Thursday, October 14, 2010

In Defence of Choice.

What gives us the right, as one commenter on Tuesday put it, to “snuff out a human life”? What gives a woman the right to abort a pregnancy?

The same basis that gives her the right to contraception. Or, to take an example that even the Catholics reading this can’t consider controversial, the basis that gives a married woman the right to have a natural menstrual cycle without conceiving.

She has the right to sovereignty over her own body, and she has no obligation to bring any given potential future person into actual existence. This right is not absolute — she may not use her body to harm another, of course, and (as I’ve explained elsewhere) I don’t believe she has the right to create a child for whom she is unable to adequately care, even if there is no direct harm involved.

Notice that I say “potential future person”. This is all that an embryo is and has: potential. It is potential in the same way that an ovum or a sperm cell is potential. It is defensible to say that, in the general case, we have an obligation to create some future persons; but that is an obligation that we hold to ourselves, because we desire the survival of our species; remove that desire, and the obligation is removed — and even though it does exist, it doesn’t translate to an obligation to procreate in any specific case. An embryo may become a person, given the right (fairly specific) conditions; but so may an ovum — it’s just one step earlier in the chain. Yes, it’s human life in the literal sense — it’s alive and it’s genetically human — but the morally relevant factor is not whether it is alive but whether it is a person, and without a functioning nervous system it’s no more a person than it is a telephone. If we create human tissue in the lab, we don’t give it moral rights. Biological independence also plays a role — a fœtus has the sort of relationship with its mother that in interspecies cases is called parasitism, and the only reason we don’t always treat it as such is because other motives, such as the desire to actually have a child, come into play.

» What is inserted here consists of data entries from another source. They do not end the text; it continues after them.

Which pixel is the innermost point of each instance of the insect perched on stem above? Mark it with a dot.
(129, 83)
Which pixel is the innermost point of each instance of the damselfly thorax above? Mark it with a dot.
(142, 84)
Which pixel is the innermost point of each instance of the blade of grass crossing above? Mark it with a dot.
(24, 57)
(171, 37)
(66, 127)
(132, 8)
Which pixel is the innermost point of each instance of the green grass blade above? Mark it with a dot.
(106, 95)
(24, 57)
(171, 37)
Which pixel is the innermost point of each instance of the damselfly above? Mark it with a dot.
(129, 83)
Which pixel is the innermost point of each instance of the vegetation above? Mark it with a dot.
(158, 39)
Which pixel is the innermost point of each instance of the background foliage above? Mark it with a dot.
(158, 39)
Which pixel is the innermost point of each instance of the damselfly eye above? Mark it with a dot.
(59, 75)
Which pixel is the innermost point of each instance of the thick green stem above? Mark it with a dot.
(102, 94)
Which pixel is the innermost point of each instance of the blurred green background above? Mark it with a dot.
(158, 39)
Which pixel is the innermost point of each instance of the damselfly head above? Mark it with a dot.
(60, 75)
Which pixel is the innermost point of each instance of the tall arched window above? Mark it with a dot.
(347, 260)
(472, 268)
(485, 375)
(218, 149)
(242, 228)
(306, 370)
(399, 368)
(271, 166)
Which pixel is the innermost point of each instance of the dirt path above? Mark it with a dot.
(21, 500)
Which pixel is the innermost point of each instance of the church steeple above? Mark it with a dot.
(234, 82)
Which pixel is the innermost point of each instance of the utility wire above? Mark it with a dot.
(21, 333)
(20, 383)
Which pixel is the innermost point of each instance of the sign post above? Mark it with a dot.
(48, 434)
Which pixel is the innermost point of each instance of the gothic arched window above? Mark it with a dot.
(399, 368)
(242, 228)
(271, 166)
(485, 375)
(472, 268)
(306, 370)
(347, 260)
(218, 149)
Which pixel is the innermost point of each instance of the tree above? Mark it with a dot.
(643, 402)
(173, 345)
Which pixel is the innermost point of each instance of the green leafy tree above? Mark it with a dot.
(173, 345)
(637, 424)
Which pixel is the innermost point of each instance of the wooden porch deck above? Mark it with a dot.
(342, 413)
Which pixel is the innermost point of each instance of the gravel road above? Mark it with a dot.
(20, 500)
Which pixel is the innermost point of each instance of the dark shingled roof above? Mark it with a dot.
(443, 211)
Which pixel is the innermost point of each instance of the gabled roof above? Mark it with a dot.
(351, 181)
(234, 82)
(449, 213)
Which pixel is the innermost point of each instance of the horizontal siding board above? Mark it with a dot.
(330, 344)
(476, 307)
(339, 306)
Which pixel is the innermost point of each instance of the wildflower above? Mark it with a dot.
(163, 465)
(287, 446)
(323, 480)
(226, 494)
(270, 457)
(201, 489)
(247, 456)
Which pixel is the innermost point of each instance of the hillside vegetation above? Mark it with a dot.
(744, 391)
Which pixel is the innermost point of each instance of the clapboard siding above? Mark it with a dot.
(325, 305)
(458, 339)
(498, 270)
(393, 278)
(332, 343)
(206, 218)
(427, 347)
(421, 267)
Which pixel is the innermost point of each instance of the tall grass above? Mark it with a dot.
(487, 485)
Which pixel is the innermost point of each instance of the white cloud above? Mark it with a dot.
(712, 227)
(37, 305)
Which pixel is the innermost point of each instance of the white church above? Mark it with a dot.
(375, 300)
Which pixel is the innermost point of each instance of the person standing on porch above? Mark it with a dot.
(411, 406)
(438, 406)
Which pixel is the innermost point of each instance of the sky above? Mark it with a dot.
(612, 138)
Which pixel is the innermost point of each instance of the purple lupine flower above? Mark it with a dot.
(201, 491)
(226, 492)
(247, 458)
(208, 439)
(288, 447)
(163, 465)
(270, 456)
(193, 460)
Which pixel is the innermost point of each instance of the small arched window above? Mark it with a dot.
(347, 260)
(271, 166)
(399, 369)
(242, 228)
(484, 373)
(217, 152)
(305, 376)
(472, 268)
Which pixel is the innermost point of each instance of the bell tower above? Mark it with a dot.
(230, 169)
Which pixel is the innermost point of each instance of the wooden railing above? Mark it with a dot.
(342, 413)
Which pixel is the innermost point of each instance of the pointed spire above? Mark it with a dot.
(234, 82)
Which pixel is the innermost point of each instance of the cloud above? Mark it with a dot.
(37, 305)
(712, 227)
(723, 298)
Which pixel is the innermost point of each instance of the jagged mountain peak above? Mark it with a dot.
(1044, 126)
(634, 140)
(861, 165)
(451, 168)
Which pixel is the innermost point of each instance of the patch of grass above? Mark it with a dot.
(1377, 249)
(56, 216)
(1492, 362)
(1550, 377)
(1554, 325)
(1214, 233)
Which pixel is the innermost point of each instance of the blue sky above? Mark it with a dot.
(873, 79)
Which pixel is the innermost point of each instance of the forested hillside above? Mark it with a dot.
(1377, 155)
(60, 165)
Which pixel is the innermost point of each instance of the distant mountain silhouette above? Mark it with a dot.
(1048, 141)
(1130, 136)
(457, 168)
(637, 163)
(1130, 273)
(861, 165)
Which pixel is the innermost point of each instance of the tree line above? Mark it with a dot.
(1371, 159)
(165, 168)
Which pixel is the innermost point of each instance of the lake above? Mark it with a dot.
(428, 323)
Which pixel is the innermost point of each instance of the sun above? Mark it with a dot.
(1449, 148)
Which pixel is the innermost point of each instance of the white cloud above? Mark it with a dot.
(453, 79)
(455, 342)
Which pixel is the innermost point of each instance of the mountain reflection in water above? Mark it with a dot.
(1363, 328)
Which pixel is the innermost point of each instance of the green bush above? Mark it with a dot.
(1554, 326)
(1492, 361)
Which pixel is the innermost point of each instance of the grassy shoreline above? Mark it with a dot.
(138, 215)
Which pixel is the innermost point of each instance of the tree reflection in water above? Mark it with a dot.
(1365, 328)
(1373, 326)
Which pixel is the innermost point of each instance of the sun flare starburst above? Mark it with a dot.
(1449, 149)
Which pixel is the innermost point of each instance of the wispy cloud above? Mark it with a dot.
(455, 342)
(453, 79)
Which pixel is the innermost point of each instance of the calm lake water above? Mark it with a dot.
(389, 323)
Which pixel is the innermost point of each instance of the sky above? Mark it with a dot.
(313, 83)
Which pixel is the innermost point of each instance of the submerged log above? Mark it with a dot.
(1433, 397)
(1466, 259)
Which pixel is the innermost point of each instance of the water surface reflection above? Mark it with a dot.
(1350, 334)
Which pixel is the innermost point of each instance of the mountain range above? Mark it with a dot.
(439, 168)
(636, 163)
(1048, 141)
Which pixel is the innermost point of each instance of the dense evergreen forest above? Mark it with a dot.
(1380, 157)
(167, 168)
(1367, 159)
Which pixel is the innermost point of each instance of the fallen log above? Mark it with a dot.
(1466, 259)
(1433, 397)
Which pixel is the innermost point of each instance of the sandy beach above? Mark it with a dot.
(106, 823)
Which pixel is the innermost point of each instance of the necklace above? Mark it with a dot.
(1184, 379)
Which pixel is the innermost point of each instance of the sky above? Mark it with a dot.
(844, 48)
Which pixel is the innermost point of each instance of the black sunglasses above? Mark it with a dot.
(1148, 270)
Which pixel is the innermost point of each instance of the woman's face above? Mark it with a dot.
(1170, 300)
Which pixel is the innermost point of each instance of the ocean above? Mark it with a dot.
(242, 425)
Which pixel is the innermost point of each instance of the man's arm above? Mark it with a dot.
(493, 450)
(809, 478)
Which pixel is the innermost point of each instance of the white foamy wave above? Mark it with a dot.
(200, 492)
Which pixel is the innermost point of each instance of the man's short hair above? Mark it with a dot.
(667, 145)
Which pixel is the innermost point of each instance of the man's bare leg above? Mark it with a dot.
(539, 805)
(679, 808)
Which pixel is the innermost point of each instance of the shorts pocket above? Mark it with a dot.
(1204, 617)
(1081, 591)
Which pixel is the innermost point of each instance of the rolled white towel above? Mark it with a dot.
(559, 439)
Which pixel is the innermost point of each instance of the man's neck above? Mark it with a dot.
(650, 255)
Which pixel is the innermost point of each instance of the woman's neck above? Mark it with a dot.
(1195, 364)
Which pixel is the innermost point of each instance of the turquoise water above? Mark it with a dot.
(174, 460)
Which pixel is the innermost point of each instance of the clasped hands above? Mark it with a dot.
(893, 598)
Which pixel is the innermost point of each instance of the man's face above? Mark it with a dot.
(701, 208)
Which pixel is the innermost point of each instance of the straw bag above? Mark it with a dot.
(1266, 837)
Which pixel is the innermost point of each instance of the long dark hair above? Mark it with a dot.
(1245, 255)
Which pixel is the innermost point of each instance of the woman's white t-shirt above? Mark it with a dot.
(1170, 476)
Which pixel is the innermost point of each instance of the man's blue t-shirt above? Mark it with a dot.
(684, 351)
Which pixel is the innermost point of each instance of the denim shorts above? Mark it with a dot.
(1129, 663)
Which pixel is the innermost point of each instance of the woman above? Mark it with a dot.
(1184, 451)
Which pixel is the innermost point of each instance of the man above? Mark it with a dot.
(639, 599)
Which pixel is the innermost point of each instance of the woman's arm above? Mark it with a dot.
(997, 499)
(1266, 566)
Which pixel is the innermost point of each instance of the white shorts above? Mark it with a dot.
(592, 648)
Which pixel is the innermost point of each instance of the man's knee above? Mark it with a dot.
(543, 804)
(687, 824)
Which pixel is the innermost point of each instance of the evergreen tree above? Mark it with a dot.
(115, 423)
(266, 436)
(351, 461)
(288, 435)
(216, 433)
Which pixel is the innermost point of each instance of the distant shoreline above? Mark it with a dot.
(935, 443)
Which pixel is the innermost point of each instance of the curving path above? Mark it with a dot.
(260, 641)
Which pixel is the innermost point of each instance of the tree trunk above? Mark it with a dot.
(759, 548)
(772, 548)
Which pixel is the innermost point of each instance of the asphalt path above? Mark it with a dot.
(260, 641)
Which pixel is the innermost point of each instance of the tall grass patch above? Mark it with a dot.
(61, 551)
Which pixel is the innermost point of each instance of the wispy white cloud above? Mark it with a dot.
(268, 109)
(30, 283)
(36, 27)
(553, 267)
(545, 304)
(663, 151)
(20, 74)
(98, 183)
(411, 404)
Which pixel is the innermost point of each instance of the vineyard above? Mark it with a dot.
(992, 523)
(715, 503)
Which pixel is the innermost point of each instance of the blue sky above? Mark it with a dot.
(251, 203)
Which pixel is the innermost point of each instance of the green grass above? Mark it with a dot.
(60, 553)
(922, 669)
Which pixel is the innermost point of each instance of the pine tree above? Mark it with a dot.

Ultimately though, practical arguments can be brought to bear. Banning abortion doesn’t stop it from happening, any more than Prohibition stopped people drinking or abstinence education stops them shagging. It just drives it underground, making it far less safe as a procedure in its own right and also making it harder for people to find unbiased, factual information. At the end of the day, the decision to criminalise abortion is not a case of deciding between an abortion and a baby. It’s a case of deciding between a competent doctor in a sterile hospital, or a criminal in a back alley with a dirty coathanger.